Compute the kernel of the group hom $\Omega : \Bbb{Q}^{\times} \to \Bbb{Z}^+$.
The $\Omega$ function is the counting function that returns precisely the number of primes $\Omega(n)$ (including multiplicity) that divide a natural number $n \in \Bbb{N}$. For example $\Omega(6) = 2, \Omega(8) = 3$, etc. It is known and easily seen to be completely multiplicative on $\Bbb{N}$ ie. $\Omega(ab) = \Omega(a) + \Omega(b)$ for all $a, b \in \Bbb{N}$.

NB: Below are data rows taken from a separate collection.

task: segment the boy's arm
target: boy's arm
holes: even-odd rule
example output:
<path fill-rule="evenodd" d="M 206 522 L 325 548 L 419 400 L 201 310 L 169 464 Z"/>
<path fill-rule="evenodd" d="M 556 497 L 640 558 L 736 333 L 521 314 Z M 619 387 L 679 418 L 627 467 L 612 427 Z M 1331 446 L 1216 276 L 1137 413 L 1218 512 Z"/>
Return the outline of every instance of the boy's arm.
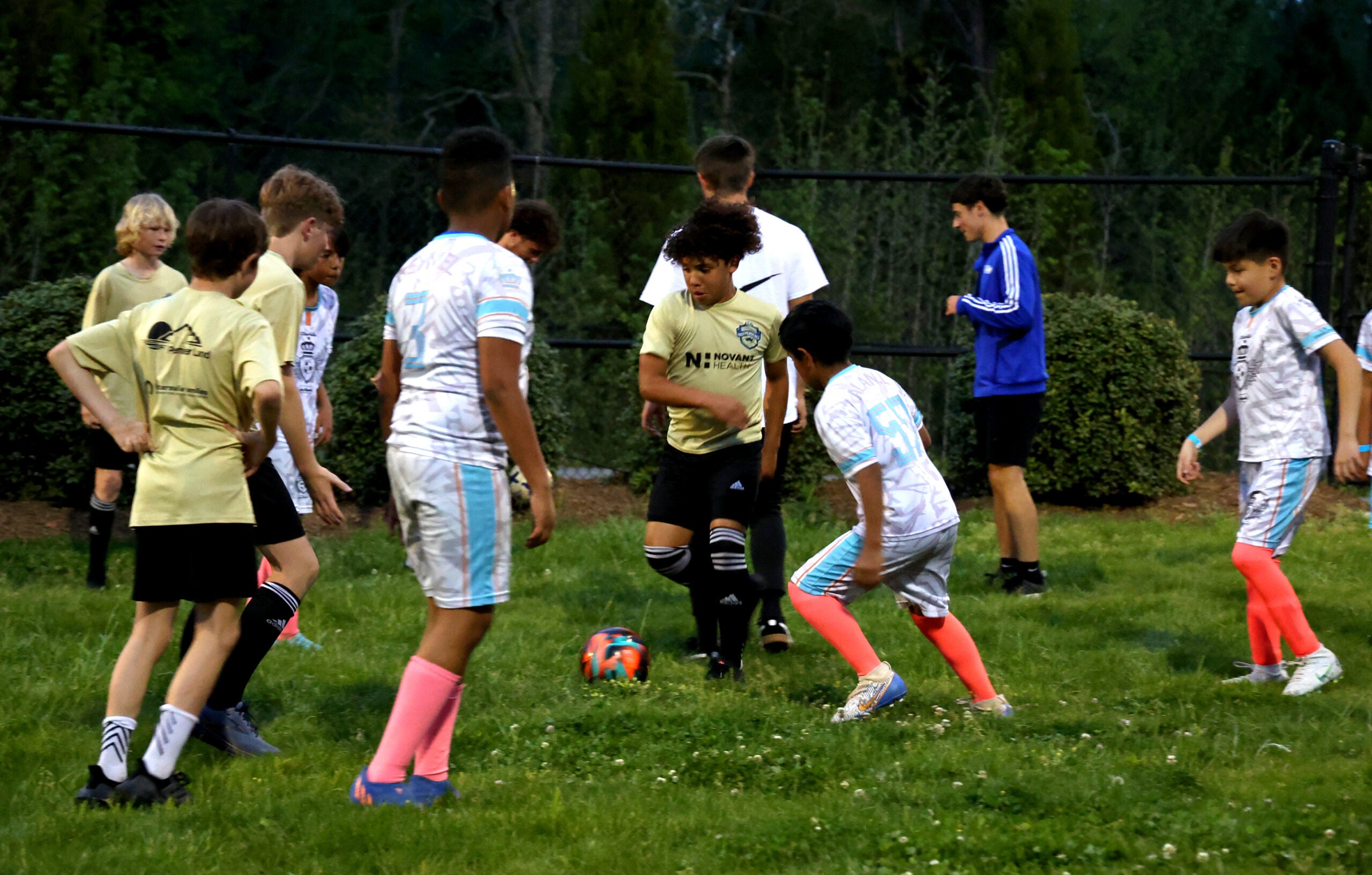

Extend the definition to all of $\Bbb{Z}\setminus 0$ by defining $\Omega(-n) := \Omega(n)$ for all $n \gt 0$. Now extend the definition to all of $\Bbb{Q}^{\times} = \Bbb{Q}\setminus 0$ by defining $\Omega(a/b) = \Omega(a) - \Omega(b)$. Then what you have is a group homomorphism from the multiplicative rationals onto (surjective) $\Bbb{Z}^+$:
Let $$ a/b, c/d \in \Bbb{Q} $$
Then $$\Omega(\dfrac{c}{d} \dfrac{a}{b}) = \Omega(\dfrac{ca}{db}) = \\\Omega(ca) - \Omega(db) = \\ \Omega(c) + \Omega(a) - (\Omega(d) + \Omega(b)) =\\ \Omega(c) - \Omega(d) + \Omega(a) - \Omega(b) = \\ \Omega(c/d) + \Omega(a/b)$$
It is well-defined since if $\dfrac{a}{b} = \dfrac{a'}{b'}$, then $ab' = a' b$ so that $$\Omega(a) + \Omega(b') = \\ \Omega(ab') = \Omega(a'b) = \\ \Omega(a') + \Omega(b) \implies \\ \Omega(a) - \Omega(b) = \Omega(a') - \Omega(b') \implies \\ \Omega(\dfrac{a}{b}) = \Omega(\dfrac{a'}{b'})$$.
Since we have a surjective group homomorphism $\Omega: \Bbb{Q}^{\times} \to \Bbb{Z}^+$. Was wondering how we could more explicitly compute the kernel which is :
$$ \ker \Omega = \{ a/b \in \Bbb{Q}^{\times}: \Omega(a) = \Omega(b) \} $$
For example $p/q \in \ker \Omega$ for all $\pm$ primes $p, q\in \Bbb{Z}$. Thus isn't it a weird or "exotic" normal subgroup of $\Bbb{Q}^{\times}$? Does it have a name?
By the first isomorphism theorem for groups, $\Bbb{Q}^{\times}/\ker \Omega \simeq \Bbb{Z}^+$.
Question 2. Can we extend $\Omega$ to $\Bbb{Q}(i)$ easily?
Solution 1:
If I am not mistaken, your map is essentially the degree map from the Picard group of $\mathbb{Q}$, defined in a multiplicative way (this is not a problem). The kernel is the the subgroup of degree zero "divisors". In this is indeed the case, the theory is well developped, and can be extended to all number fields (among which $\mathbb{Q}(i)$) as Arakelov geometry (see for example this, although it may not be the most elementary). It is close (but not the same) as the ideal class group of a number field, where instead of quotienting by the subgroup of degree $0$ divisors, you quotient by the subgroup of principal ideals. Note that the class group of $\mathbb{Q}$ is trivial so it is not very interesting.